Superbird11/ranges

Method for evaluating range overlaps + gaps

ab623 opened this issue · 4 comments

ab623 commented

Thanks for the creation and support for the library. I have looked through the code but not found anything that helps in the following scenarios

  1. Given a RangeDict with multiple ranges, how can I identify if the RangeDict has any overlaps in the ranges. Currently the implementation gives priority to the last added Range.

E.g.

r = RangeDict({
    Range(1, 6): "1",
    Range(6, 20): "2",
    Range(10, 30): "3",
})
print(r.hasOverlappingRanges) #  Output: True
  1. Is there a potential to identify where there are gaps in ranges and return a list of Ranges that fill those gaps?
r = RangeDict({
    Range(1, 5): "1",
    Range(10, 20): "2",
})
print(r.getRangeGaps(1, 40))  # Output: [Range(6, 10), Range(21, 40)]

I think both of these might make good additions to the RangeDict functionality.

As for point 1, that's an impossible scenario - like with the vanilla python dict, the same key cannot be present twice. It' not so much that the last added range has priority with lookups - the last-added range overwrites any other ranges that would be overlapping. Otherwise, if you were to request the value at 15 (in your example), you'd get an ambiguous return value. Of course you're welcome to explicitly add ("2", "3") as the returned value for Range(10, 20), but that would be your choice. I should probably also add a .setdefault() method to RangeDict to accommodate similar use cases (e.g. add the given value for only the parts of the key that don't overlap the current dict)

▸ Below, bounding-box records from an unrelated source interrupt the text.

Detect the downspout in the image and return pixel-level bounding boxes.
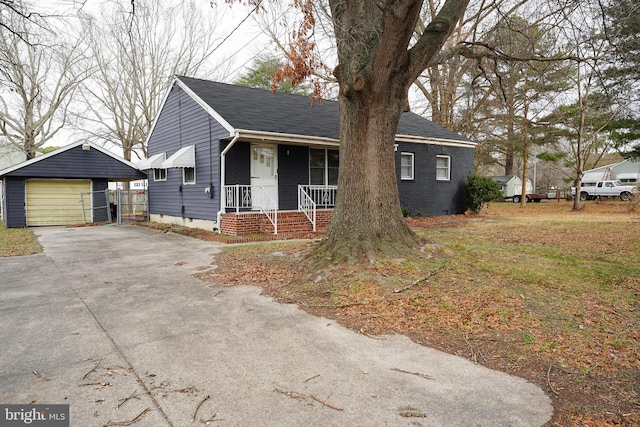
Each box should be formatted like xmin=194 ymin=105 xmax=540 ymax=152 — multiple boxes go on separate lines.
xmin=216 ymin=131 xmax=240 ymax=234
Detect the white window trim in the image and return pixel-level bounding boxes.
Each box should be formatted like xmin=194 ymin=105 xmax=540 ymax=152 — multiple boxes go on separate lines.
xmin=309 ymin=147 xmax=336 ymax=185
xmin=182 ymin=167 xmax=196 ymax=185
xmin=436 ymin=155 xmax=451 ymax=181
xmin=400 ymin=151 xmax=416 ymax=181
xmin=153 ymin=168 xmax=167 ymax=182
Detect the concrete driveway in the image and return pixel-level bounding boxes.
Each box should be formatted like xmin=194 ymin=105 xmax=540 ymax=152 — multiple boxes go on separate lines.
xmin=0 ymin=226 xmax=552 ymax=427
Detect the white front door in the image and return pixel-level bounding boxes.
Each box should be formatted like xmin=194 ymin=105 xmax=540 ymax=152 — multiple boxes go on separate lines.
xmin=251 ymin=143 xmax=278 ymax=209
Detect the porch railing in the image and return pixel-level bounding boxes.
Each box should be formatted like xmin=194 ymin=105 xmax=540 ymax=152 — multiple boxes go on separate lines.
xmin=224 ymin=184 xmax=278 ymax=234
xmin=298 ymin=185 xmax=338 ymax=231
xmin=298 ymin=185 xmax=316 ymax=233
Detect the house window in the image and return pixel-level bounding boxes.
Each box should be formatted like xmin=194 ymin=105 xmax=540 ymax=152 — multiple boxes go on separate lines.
xmin=182 ymin=168 xmax=196 ymax=185
xmin=436 ymin=156 xmax=451 ymax=181
xmin=309 ymin=148 xmax=340 ymax=185
xmin=400 ymin=153 xmax=413 ymax=180
xmin=153 ymin=169 xmax=167 ymax=181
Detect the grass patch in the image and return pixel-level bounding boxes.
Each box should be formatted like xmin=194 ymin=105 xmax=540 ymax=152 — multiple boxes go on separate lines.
xmin=0 ymin=221 xmax=42 ymax=257
xmin=201 ymin=202 xmax=640 ymax=426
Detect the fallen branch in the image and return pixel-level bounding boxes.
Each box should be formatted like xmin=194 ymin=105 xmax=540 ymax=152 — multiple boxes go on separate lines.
xmin=273 ymin=388 xmax=304 ymax=399
xmin=302 ymin=374 xmax=320 ymax=383
xmin=547 ymin=363 xmax=560 ymax=396
xmin=309 ymin=394 xmax=344 ymax=411
xmin=104 ymin=408 xmax=151 ymax=427
xmin=191 ymin=394 xmax=211 ymax=422
xmin=391 ymin=368 xmax=435 ymax=380
xmin=200 ymin=413 xmax=224 ymax=425
xmin=393 ymin=263 xmax=458 ymax=294
xmin=82 ymin=359 xmax=102 ymax=380
xmin=464 ymin=335 xmax=478 ymax=365
xmin=116 ymin=390 xmax=138 ymax=410
xmin=359 ymin=328 xmax=384 ymax=341
xmin=31 ymin=371 xmax=51 ymax=381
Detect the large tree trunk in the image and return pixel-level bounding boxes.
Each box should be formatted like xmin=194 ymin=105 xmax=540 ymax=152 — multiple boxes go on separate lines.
xmin=313 ymin=0 xmax=469 ymax=263
xmin=318 ymin=87 xmax=418 ymax=262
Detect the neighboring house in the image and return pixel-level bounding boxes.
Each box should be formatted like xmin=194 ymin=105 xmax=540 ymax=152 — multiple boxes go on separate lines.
xmin=0 ymin=142 xmax=146 ymax=228
xmin=582 ymin=159 xmax=640 ymax=187
xmin=491 ymin=175 xmax=533 ymax=197
xmin=138 ymin=77 xmax=476 ymax=234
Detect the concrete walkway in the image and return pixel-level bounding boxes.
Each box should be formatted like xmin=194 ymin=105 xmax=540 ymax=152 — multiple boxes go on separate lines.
xmin=0 ymin=226 xmax=553 ymax=427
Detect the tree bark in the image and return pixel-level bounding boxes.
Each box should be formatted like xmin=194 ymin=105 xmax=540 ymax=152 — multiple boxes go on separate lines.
xmin=313 ymin=0 xmax=468 ymax=263
xmin=318 ymin=85 xmax=418 ymax=263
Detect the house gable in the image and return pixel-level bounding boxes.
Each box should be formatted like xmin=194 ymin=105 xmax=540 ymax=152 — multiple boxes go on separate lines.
xmin=146 ymin=77 xmax=475 ymax=231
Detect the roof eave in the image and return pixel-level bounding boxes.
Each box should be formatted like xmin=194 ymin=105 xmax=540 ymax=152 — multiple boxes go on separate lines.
xmin=0 ymin=141 xmax=139 ymax=177
xmin=396 ymin=135 xmax=478 ymax=148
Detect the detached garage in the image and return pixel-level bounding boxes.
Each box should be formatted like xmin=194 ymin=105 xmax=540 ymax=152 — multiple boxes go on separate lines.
xmin=0 ymin=142 xmax=146 ymax=228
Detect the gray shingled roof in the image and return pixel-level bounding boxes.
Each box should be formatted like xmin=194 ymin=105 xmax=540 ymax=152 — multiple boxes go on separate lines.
xmin=177 ymin=76 xmax=469 ymax=142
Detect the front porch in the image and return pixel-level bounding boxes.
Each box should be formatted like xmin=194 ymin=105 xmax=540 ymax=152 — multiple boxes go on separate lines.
xmin=219 ymin=185 xmax=337 ymax=236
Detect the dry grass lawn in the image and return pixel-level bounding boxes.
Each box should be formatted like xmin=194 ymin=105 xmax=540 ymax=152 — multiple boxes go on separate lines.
xmin=200 ymin=201 xmax=640 ymax=426
xmin=0 ymin=221 xmax=42 ymax=257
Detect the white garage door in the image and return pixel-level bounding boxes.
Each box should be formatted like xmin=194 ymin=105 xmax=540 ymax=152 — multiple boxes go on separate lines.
xmin=26 ymin=179 xmax=91 ymax=227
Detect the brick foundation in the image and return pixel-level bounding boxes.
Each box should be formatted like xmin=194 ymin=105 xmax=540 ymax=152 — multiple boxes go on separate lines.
xmin=220 ymin=210 xmax=333 ymax=236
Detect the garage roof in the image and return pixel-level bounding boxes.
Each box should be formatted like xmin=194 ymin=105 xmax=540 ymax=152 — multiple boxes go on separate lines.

Point 2 is definitely worth doing, but I don't see it as particularly useful for that functionality to be bound to RangeDict. Rather, I'd implement RangeSet.complement() to return a RangeSet of all values not contained in the set that it's called on, from which you could then remove the first/or last entries (both infinite ranges), for the same effect. I'll add that as a feature.

ab623 commented

Thanks for the quick response. Coming back onto your points.

On point 2 first - I agree with you on that the functionality could be better placed on a a RangeSet. (My usage with the library has mainly been using the RangeDict hence my view was slightly narrowed). I do like your approach on the RangeSet.complement() feature which seems quite elegant.

On point 1 - I see what you mean, and again my vision was narrowed concentrating on RangeDict's. I have rethought my implementation and provided some sample code below. Simply I am trying to determine if a list of Range's have any overlap with each other. My rational for this I'm taking user input to construct a RangeDict, and I want to validate to the user if a range start and end they have entered is valid (does not overlap with anything else they have entered, otherwise the results might be confusing to them).

What are you thoughts for adding functionality like the below to the RangeSet/RangeDict objects, as those are simply an iterable of Ranges.

import itertools

ranges_without_overlaps = [
    Range(1, 10),
    Range(10, 20),
    Range(20, 30),
]

ranges_with_overlaps = [
    Range(1, 10),
    Range(8, 20),
    Range(20, 30),
]

def has_overlapping_ranges(range_list):
    """
    Calculate the intersection between each range combination and check if
    any combination results in an intersection.
    
    For large range lists (>10?), this could utilise the itertools generator 
    more effectively rather than converting to a list like in this implementation
    """
    intersections_map = [
        r[0] & r[1] is not None 
        for r in itertools.combinations(range_list, 2)
    ]
    return any(intersections_map)

print(has_overlapping_ranges(ranges_without_overlaps))  # False
print(has_overlapping_ranges(ranges_with_overlaps))     # True

Added Range.complement() and RangeSet.complement().

Did not yet add RangeDict.adddefault() - turns out there are some issues with how contradictory infinite ranges are handled, and trying to bugfix them broke everything. Until I add that method I'm not closing this issue.

That said, has_overlapping_ranges() isn't something that I think makes sense for this library - especially not when, as you demonstrate, it can be simulated by a one liner. I'm reluctant to include it as a standalone helper method, and I can't see any good way to attach it to one of the three data structures Range, RangeSet, and RangeDict that this module already provides.

ab623 commented

I think you make a valid point. Reflecting on the overlapping feature, it only makes sense when there is an iteratable of potentially overlapping ranges, and the only time that would be the case would be a RangeDicts keys I think.

I think its fine if it is left out of the library. The only real place left to place it would be the _helpers.py file. Either way if not added, the code in this issue will remain so that hopefully someone in the same scenario may stumble on it in the future!